The paper introduces a closed-form probabilistic fusion method that computes optimal multimodal embeddings under conditional independence assumptions.
SimBaMM leverages a late-fusion Transformer architecture with per-modality encoders and token-based fusion to benchmark performance on large-scale multimodal tasks.
Empirical evaluations demonstrate competitive accuracy and efficiency across healthcare and sentiment datasets under rigorous, standardized experimental protocols.

Simple Baseline for Multimodal Learning (SimBaMM) designates two separate but thematically aligned contributions to multimodal machine learning: (1) a closed-form generative fusion scheme for multimodal utterance embeddings (Liang et al., 2019), and (2) a late-fusion Transformer architecture advanced as a benchmark in large-scale empirical studies (Rheude et al., 28 Dec 2025).
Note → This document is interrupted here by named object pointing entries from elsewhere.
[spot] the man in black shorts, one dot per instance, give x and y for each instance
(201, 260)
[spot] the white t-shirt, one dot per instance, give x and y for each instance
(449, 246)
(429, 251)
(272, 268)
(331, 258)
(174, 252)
Both approaches serve as strong baselines, emphasizing the effectiveness of simplicity and methodological rigor in comparison to increasingly complex multimodal models.

1. Precise Modeling Assumptions and Likelihood-Based Fusion

The probabilistic SimBaMM formulation (Liang et al., 2019) models each utterance $s$ by a unit-norm embedding $m_s \in \mathbb{R}^d$ . The model assumes conditional independence of modalities—words ( $w$ ), visual features ( $v$ ), and acoustic features ( $a$ )—given $m_s$ , with the total likelihood factorizing as

$P(s|m_s) = P(w|m_s)^{\alpha_w} \cdot P(v|m_s)^{\alpha_v} \cdot P(a|m_s)^{\alpha_a}$

where each $\alpha_\cdot$ is a learned or preset modality weight. Each modality likelihood is unimodal:

Language: For each word $w$ , likelihood employs Arora et al.-style smoothing,

$P(w|m_s) = \alpha\,p(w) + (1-\alpha)\,\frac{\exp(\langle w, m_s \rangle)}{Z_{m_s}}$

with $p(w)$ the corpus frequency and $Z_{m_s}$ a normalization.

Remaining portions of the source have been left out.